Preparando MOJI
Gardener Alexey teaches competitive programming to high school students. To congratulate Alexey on the Teacher's Day, the students have gifted him a collection of wooden sticks, where every stick has an integer length. Now Alexey wants to grow a tree from them.
The tree looks like a polyline on the plane, consisting of all sticks. The polyline starts at the point $$$(0, 0)$$$. While constructing the polyline, Alexey will attach sticks to it one by one in arbitrary order. Each stick must be either vertical or horizontal (that is, parallel to $$$OX$$$ or $$$OY$$$ axis). It is not allowed for two consecutive sticks to be aligned simultaneously horizontally or simultaneously vertically. See the images below for clarification.

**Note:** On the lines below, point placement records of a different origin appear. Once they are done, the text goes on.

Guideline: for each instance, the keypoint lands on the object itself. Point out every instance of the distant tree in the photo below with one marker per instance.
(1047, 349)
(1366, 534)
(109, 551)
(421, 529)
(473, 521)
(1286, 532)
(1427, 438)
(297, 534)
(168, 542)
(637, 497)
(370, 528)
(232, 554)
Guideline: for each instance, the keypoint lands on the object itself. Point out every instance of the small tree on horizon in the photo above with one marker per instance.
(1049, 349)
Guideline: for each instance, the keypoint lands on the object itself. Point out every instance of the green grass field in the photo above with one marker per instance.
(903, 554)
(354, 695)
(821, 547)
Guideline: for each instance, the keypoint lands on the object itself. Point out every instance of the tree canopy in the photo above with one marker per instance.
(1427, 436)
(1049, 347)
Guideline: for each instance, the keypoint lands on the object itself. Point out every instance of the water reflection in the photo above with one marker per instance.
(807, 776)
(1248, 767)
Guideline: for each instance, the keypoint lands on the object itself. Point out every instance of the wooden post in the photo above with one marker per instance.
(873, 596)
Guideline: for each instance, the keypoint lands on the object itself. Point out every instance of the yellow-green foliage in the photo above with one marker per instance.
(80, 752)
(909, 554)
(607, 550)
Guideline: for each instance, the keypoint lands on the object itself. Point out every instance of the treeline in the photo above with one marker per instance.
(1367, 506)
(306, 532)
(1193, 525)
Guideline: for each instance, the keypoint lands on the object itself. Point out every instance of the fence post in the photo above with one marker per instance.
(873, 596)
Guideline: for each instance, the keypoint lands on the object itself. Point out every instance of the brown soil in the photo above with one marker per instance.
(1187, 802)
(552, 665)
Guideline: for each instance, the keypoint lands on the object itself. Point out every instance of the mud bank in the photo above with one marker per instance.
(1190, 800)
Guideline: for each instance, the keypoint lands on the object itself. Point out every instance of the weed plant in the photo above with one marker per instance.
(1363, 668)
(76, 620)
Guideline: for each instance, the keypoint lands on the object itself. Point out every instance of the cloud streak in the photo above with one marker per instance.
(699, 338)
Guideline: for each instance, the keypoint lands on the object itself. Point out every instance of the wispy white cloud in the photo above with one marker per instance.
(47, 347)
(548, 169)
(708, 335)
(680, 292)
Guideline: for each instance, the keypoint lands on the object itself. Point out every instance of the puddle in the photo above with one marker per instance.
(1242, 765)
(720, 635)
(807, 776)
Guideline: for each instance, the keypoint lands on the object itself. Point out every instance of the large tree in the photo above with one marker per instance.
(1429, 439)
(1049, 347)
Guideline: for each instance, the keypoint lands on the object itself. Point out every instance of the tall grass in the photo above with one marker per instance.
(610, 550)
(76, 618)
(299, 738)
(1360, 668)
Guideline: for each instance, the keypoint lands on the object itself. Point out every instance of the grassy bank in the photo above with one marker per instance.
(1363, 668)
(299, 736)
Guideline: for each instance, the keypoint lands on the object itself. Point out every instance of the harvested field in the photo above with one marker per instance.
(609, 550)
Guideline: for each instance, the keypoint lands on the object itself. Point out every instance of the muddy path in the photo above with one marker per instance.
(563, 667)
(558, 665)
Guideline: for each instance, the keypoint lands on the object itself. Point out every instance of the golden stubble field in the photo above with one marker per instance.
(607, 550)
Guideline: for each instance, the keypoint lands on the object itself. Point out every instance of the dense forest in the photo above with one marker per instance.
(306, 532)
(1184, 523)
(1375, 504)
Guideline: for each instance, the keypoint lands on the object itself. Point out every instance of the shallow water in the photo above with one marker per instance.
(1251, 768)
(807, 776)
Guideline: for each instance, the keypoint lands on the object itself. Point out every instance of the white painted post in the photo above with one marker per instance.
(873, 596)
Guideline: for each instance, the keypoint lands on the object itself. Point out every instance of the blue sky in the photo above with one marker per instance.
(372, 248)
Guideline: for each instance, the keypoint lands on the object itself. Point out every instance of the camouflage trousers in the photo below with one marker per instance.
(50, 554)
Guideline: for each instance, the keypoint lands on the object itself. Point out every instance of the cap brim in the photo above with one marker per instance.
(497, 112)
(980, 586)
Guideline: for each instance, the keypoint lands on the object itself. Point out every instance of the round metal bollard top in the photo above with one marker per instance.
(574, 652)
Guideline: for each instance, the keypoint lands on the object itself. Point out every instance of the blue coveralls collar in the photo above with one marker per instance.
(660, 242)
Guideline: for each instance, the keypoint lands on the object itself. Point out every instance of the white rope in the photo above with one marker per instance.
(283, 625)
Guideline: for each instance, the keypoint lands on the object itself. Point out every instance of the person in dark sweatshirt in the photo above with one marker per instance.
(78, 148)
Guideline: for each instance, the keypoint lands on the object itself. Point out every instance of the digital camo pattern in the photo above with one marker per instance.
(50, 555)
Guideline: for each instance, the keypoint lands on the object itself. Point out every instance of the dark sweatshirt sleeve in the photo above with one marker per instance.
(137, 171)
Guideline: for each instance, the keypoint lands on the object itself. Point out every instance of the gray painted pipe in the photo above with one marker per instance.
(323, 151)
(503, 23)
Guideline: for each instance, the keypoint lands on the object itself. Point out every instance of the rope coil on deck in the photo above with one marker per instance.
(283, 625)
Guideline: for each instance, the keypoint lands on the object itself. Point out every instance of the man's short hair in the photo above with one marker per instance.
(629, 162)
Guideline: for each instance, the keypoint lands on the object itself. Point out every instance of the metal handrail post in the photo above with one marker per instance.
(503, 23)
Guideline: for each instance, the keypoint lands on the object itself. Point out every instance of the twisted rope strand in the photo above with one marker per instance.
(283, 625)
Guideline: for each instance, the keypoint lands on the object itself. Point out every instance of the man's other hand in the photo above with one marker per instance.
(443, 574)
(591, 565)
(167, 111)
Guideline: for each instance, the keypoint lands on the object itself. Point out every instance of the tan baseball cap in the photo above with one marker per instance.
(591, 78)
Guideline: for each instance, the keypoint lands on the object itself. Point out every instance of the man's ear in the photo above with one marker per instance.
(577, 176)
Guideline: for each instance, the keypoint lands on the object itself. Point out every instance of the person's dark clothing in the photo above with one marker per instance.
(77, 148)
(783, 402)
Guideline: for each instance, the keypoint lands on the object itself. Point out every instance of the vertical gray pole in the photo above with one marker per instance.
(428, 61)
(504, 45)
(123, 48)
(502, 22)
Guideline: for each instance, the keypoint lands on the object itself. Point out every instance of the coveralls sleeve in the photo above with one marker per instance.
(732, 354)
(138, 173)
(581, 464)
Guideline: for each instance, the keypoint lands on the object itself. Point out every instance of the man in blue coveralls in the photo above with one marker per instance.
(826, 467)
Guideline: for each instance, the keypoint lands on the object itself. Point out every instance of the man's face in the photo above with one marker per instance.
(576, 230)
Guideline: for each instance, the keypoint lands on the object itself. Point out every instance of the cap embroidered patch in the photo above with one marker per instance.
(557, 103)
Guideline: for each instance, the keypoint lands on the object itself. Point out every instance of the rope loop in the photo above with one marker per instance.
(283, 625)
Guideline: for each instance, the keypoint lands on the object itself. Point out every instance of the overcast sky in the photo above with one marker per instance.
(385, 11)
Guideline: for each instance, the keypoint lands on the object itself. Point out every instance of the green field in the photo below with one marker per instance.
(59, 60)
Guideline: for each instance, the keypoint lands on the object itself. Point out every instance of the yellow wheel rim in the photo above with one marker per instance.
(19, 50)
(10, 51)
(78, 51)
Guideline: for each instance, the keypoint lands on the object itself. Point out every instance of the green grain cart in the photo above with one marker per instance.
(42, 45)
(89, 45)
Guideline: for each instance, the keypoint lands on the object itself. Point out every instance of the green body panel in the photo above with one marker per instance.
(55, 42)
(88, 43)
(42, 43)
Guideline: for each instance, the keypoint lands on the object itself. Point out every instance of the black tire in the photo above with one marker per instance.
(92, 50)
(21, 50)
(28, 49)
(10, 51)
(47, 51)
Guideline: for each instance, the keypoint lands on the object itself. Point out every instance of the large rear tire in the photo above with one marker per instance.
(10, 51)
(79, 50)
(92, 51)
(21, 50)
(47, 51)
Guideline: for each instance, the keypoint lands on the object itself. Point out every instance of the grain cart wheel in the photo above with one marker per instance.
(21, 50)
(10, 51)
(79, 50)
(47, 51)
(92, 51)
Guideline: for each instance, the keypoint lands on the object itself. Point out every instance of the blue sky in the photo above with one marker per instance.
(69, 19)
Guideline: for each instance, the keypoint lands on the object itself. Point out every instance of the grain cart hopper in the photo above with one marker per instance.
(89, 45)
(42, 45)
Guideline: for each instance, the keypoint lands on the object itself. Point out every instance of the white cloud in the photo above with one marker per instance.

Alexey wants to make a polyline in such a way that its end is as far as possible from $$$(0, 0)$$$. Please help him to grow the tree this way.
Note that the polyline defining the form of the tree may have self-intersections and self-touches, but it can be proved that the optimal answer does not contain any self-intersections or self-touches.
The first line contains an integer $$$n$$$ ($$$1 \le n \le 100\,000$$$) — the number of sticks Alexey got as a present.
The second line contains $$$n$$$ integers $$$a_1, \ldots, a_n$$$ ($$$1 \le a_i \le 10\,000$$$) — the lengths of the sticks.
Print one integer — the square of the largest possible distance from $$$(0, 0)$$$ to the tree end.
3 1 2 3
26
4 1 1 2 2
20
The following pictures show optimal trees for example tests. The squared distance in the first example equals $$$5 \cdot 5 + 1 \cdot 1 = 26$$$, and in the second example $$$4 \cdot 4 + 2 \cdot 2 = 20$$$.